Upon being selected for the SIGUCSS Hall of Fame award, Jennifer indicated that she made super professional contacts through her work with SIGUCCS, many whom she considers today her dear friends.  Jennifer’s involvement with SIGUCCS reemphasized her principle that people are what make things work – and partnering within the university and outside of the university are important aspects of providing successful information technology services.  “Working with people from a variety of universities, in different positions, who all had the goal of providing excellent IT services in an educational environment, helped me focus on the right issues and the right technologies with the right people.”  Working with a group of volunteers prepared her for volunteer work upon retirement.  Jennifer hopes that others will volunteer to work with SIGUCCS and benefit from the professional development that these opportunities provide.

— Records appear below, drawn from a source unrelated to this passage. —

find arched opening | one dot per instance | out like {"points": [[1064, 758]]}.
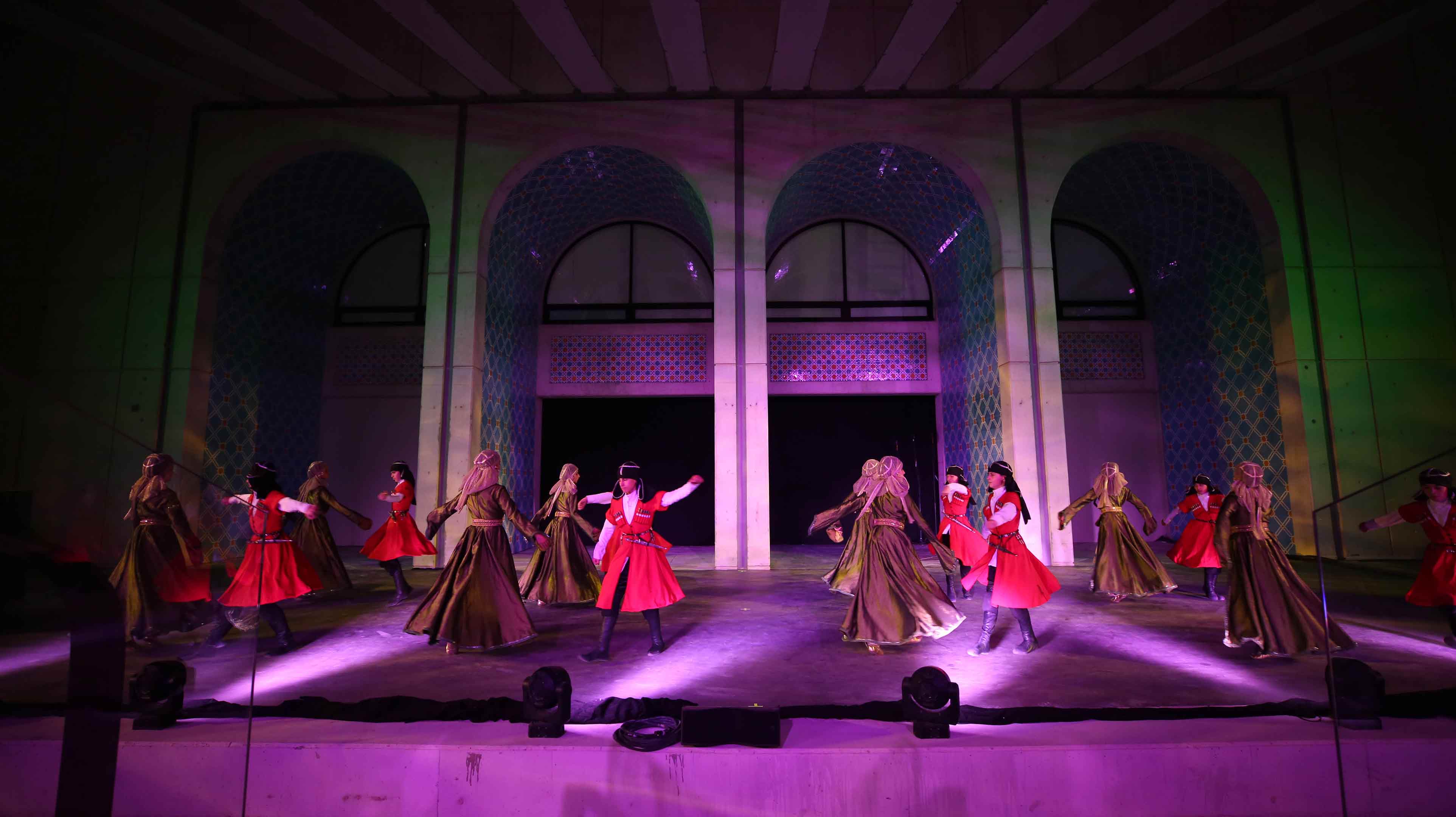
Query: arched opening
{"points": [[599, 286], [846, 270], [630, 273], [318, 335], [880, 295], [1187, 387]]}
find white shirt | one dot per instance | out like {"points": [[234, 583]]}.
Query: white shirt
{"points": [[1440, 512], [630, 510]]}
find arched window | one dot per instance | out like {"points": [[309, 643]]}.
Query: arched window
{"points": [[631, 272], [846, 272], [1096, 280], [385, 284]]}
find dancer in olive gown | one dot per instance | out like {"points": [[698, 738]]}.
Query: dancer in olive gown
{"points": [[896, 601], [1125, 564], [162, 579], [1269, 603], [314, 535], [563, 573], [477, 603], [845, 577]]}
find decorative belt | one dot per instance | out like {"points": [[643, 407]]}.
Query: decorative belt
{"points": [[998, 538]]}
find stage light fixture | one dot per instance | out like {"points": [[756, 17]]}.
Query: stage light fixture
{"points": [[931, 701], [156, 692], [1358, 692], [546, 702]]}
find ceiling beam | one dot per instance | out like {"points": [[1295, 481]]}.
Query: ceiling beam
{"points": [[1177, 17], [1282, 31], [1045, 25], [196, 37], [1379, 36], [918, 30], [555, 27], [70, 36], [680, 27], [314, 31], [801, 24], [426, 22]]}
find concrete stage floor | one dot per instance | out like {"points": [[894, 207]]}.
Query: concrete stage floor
{"points": [[772, 638]]}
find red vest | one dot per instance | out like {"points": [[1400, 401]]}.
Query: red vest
{"points": [[267, 522], [1420, 513], [1008, 499]]}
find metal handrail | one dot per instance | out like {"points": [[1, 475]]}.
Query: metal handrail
{"points": [[1327, 506]]}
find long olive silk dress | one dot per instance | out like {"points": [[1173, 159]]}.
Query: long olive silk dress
{"points": [[1269, 603], [896, 601], [1125, 563], [477, 602], [317, 541], [563, 573]]}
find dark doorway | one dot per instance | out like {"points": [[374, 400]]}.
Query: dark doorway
{"points": [[670, 438], [817, 445]]}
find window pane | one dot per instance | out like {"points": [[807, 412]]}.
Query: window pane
{"points": [[667, 270], [387, 274], [887, 312], [595, 270], [1088, 269], [675, 314], [801, 312], [809, 267], [589, 314], [880, 267]]}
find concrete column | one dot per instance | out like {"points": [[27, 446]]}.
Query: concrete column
{"points": [[756, 418], [1037, 455], [726, 420]]}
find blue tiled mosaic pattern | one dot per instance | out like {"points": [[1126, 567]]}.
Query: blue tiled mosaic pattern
{"points": [[553, 206], [1196, 247], [915, 196], [283, 257]]}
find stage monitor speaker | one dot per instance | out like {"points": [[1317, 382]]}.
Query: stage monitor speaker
{"points": [[745, 726], [1359, 692]]}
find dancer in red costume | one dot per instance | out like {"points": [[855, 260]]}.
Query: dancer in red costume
{"points": [[634, 557], [1432, 509], [274, 568], [957, 531], [1194, 548], [1012, 574], [398, 536]]}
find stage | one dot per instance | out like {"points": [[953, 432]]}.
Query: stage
{"points": [[772, 638]]}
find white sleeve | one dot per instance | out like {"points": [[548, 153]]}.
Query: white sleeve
{"points": [[602, 542], [293, 506], [679, 494], [1004, 515], [1391, 519]]}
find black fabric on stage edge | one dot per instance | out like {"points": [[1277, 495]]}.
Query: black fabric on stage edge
{"points": [[404, 710]]}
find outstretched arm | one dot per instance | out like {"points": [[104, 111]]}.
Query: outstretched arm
{"points": [[1149, 522], [1072, 510]]}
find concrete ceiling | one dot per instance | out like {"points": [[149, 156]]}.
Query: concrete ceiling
{"points": [[330, 50]]}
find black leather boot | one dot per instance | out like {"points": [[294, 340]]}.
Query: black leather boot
{"points": [[988, 627], [654, 624], [603, 651], [1211, 584], [402, 589], [1029, 637]]}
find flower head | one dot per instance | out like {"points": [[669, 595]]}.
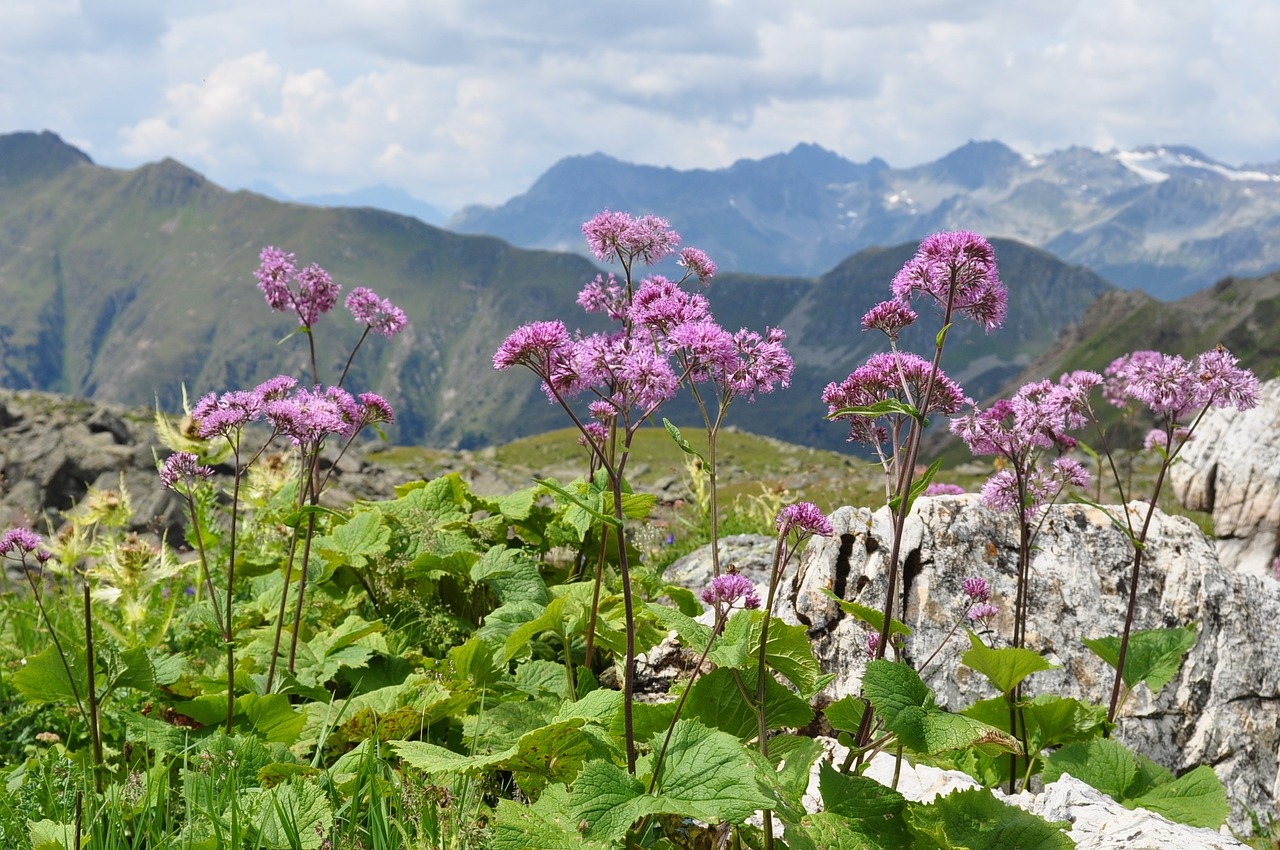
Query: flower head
{"points": [[982, 612], [890, 318], [977, 588], [534, 344], [182, 471], [696, 261], [374, 410], [379, 314], [310, 292], [956, 269], [728, 589], [223, 415], [19, 542], [944, 489], [805, 519], [617, 236]]}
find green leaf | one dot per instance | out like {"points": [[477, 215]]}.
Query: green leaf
{"points": [[684, 444], [581, 505], [894, 688], [1196, 798], [976, 819], [522, 827], [44, 677], [1102, 763], [717, 703], [273, 717], [357, 540], [1155, 656], [882, 407], [871, 616], [295, 816], [708, 776], [856, 796], [51, 835], [519, 506], [831, 831], [845, 713], [1006, 667], [513, 574], [551, 620], [906, 705]]}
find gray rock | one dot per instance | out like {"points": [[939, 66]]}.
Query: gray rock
{"points": [[1232, 469], [1224, 707]]}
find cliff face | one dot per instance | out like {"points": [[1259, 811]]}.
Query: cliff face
{"points": [[1232, 470]]}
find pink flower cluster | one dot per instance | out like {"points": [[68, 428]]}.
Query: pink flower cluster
{"points": [[310, 292], [666, 336], [306, 416], [956, 268], [804, 519], [1175, 388], [899, 376], [728, 590], [379, 314]]}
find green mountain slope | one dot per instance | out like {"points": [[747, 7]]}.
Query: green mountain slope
{"points": [[1242, 314], [126, 284]]}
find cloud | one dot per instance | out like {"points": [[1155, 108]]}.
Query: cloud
{"points": [[470, 100]]}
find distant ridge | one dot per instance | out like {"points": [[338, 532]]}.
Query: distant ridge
{"points": [[1166, 219]]}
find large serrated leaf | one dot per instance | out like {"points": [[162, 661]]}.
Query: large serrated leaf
{"points": [[1196, 798], [707, 775], [1005, 667], [1155, 654], [976, 819]]}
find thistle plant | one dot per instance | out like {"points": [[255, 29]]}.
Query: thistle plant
{"points": [[664, 337], [888, 400], [1178, 393]]}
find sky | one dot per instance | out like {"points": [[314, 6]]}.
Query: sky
{"points": [[469, 101]]}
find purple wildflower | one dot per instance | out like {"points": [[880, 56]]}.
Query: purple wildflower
{"points": [[224, 415], [977, 588], [944, 489], [958, 269], [277, 387], [763, 362], [19, 542], [727, 590], [659, 305], [182, 471], [604, 296], [982, 612], [379, 314], [534, 344], [594, 432], [274, 272], [872, 644], [882, 378], [890, 318], [374, 410], [309, 416], [617, 236], [696, 261], [805, 519]]}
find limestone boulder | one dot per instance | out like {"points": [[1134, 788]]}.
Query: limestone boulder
{"points": [[1232, 470], [1223, 708]]}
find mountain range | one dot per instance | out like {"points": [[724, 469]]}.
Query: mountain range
{"points": [[135, 286], [1169, 220]]}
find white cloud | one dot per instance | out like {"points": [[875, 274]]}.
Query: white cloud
{"points": [[470, 100]]}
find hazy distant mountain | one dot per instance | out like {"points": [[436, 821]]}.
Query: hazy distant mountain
{"points": [[1169, 220], [126, 284], [382, 197]]}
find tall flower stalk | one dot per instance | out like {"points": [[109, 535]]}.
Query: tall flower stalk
{"points": [[664, 337], [1179, 393]]}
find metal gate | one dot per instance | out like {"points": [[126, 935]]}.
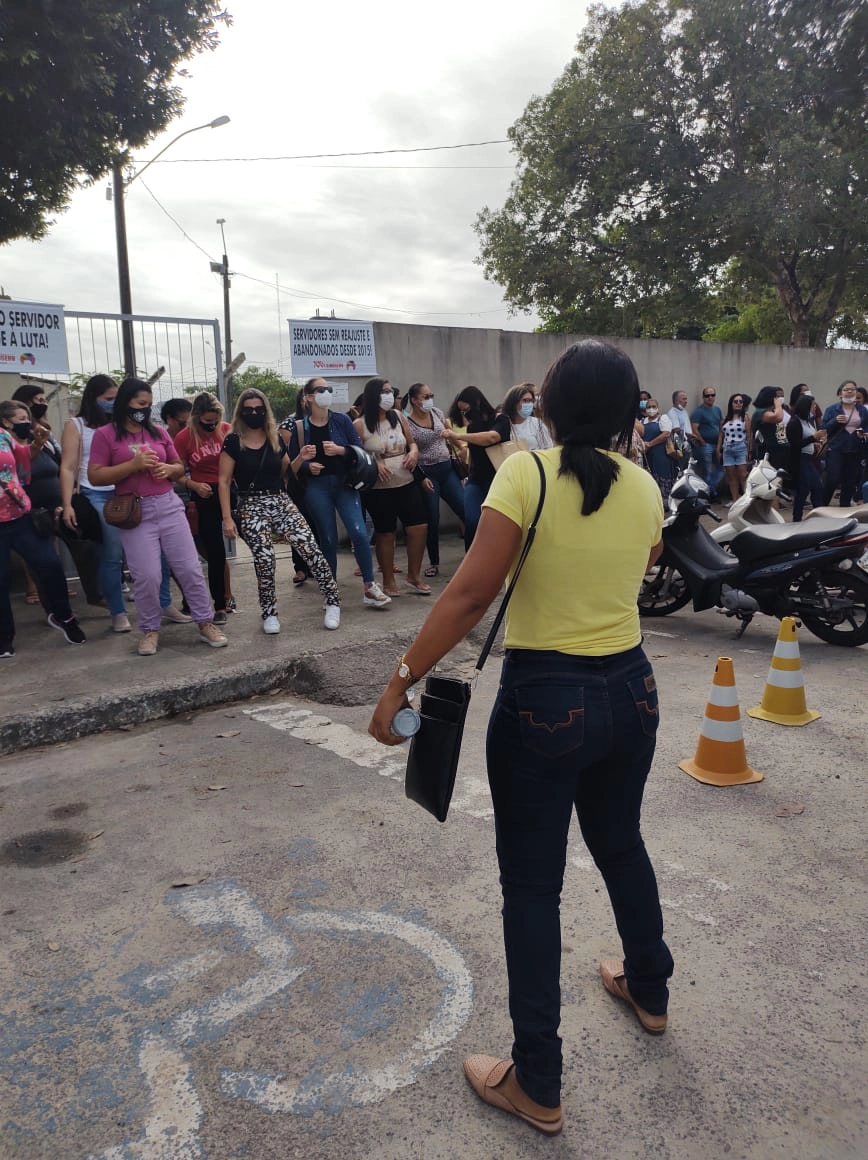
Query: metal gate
{"points": [[178, 356]]}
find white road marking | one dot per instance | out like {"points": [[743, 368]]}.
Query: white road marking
{"points": [[172, 1129], [699, 889]]}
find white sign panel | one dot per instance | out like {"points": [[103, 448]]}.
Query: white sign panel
{"points": [[332, 346], [33, 339]]}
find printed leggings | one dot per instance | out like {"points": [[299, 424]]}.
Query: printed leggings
{"points": [[263, 516]]}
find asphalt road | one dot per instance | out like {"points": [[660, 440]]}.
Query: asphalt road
{"points": [[231, 936]]}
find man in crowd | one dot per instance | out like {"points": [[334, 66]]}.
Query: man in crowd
{"points": [[706, 426], [174, 414]]}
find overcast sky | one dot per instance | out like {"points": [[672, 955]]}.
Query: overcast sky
{"points": [[381, 232]]}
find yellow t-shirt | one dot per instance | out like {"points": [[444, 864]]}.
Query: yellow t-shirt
{"points": [[577, 592]]}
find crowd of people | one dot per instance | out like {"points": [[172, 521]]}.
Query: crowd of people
{"points": [[823, 451], [196, 480]]}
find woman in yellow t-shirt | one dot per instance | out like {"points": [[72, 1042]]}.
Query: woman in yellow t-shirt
{"points": [[576, 717]]}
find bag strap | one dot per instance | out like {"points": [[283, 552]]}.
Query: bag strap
{"points": [[528, 544]]}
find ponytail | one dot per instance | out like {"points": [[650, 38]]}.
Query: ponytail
{"points": [[593, 469]]}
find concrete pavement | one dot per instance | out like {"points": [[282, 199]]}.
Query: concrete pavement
{"points": [[52, 691]]}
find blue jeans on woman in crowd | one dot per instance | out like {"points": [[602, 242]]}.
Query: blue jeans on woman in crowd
{"points": [[447, 486], [810, 483], [571, 732], [474, 498], [326, 498], [110, 553], [20, 536]]}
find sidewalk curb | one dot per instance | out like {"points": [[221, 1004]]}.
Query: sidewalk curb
{"points": [[308, 674], [69, 722]]}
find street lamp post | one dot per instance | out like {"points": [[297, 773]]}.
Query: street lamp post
{"points": [[118, 191]]}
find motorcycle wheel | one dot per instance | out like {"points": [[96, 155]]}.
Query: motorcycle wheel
{"points": [[847, 628], [663, 591]]}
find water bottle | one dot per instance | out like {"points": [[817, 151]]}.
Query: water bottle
{"points": [[406, 722]]}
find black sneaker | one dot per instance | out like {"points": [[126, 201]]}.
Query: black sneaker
{"points": [[71, 629]]}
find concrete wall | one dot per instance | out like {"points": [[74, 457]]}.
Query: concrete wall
{"points": [[448, 359]]}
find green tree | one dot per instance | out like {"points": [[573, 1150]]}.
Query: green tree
{"points": [[81, 80], [281, 392], [685, 135]]}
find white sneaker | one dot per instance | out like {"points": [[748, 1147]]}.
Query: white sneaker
{"points": [[375, 596]]}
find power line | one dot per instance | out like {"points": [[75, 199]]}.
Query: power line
{"points": [[317, 157], [324, 297]]}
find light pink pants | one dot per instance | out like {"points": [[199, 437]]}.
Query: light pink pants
{"points": [[164, 529]]}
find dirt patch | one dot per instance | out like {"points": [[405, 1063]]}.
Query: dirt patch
{"points": [[43, 847]]}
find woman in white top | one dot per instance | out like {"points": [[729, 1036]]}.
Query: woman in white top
{"points": [[385, 433], [519, 407], [98, 403]]}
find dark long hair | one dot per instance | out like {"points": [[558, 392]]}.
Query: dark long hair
{"points": [[482, 413], [731, 410], [370, 404], [125, 391], [89, 413], [590, 397]]}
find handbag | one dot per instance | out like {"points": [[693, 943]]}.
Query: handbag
{"points": [[435, 748], [500, 452], [123, 510], [460, 466]]}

Glenn R. Ingram (posthumously)

bullet SIGUCCS Chair - Symposium on Small College Computing - 1973
bullet USC Presenter - 1972
bullet SIGUCCS Executive Committee Vice Chair and Board Member - 1971-1973
 


Glenn Ingram was active in SIGUCCS primarily in the early 1970’s, serving as a member of the Board of Directors and the Vice Chair from 1971 until 1973.  He also chaired the Symposium on Small College Computing in 1973 for SIGUCCS, and participated in numerous SIGUCCS conferences and symposia over the years.

Glenn was the second Ph.D. student in Mathematics at Washington State University, taking his dissertation topic from Numerical Computing.  That led to his being appointed as Director of the Computing Center at Montana State University, which began his long career in computing.  He later served as the Director of  the Computing Center at Washington State, and spent many years in the federal government, first at NSF and then with the National Bureau of Standards, from which he retired as Chief of Scientific Computing.

But Glenn was perhaps best known for his warmth and ability to tell fascinating stories about life on the prairies.  When Glenn was in the room, somehow everyone felt comfortable and happy.  That gift was special, and will be missed.  Glenn passed away on June 5, 2005.

Mervin E. Muller

bullet SICUCCS Board Chair - 1966-1968
bullet SIGUCCS Newsletter Editor - 1966-1968
 


“Merv” Muller was one of the founders of SIGUCCS in 1963, which was then known as “SIGUCC”, for “Special Interest Group on University Computer Centers”, because only large universities had such organizations then.  He served as SIGUCC’s second Chairperson, from 1966-68, while at the University of Wisconsin, Madison.

His career has been long and quite varied.  Academically, he has been at UCLA, Cornell, Princeton, George Mason, and Wisconsin, and he completed his academic career as Chair of Computer and Information Science (among other positions) at Ohio State, from which he took emeritus status in 1998.  In the “real” world, he spent four years as Director for project “Weld” at IBM, and fourteen years with the World Bank, as Director of Computing Activities and in other senior positions.

During his entire career, he has been active in various professional and scientific organizations, including not only SIGUCCS and ACM, but also AFIPS, The International Statistical Institute, and the World Academy of Productivity Science.  He has been recognized with numerous awards from virtually all of those organizations, and SIGUCCS is proud to join them in saluting one of its “early” own.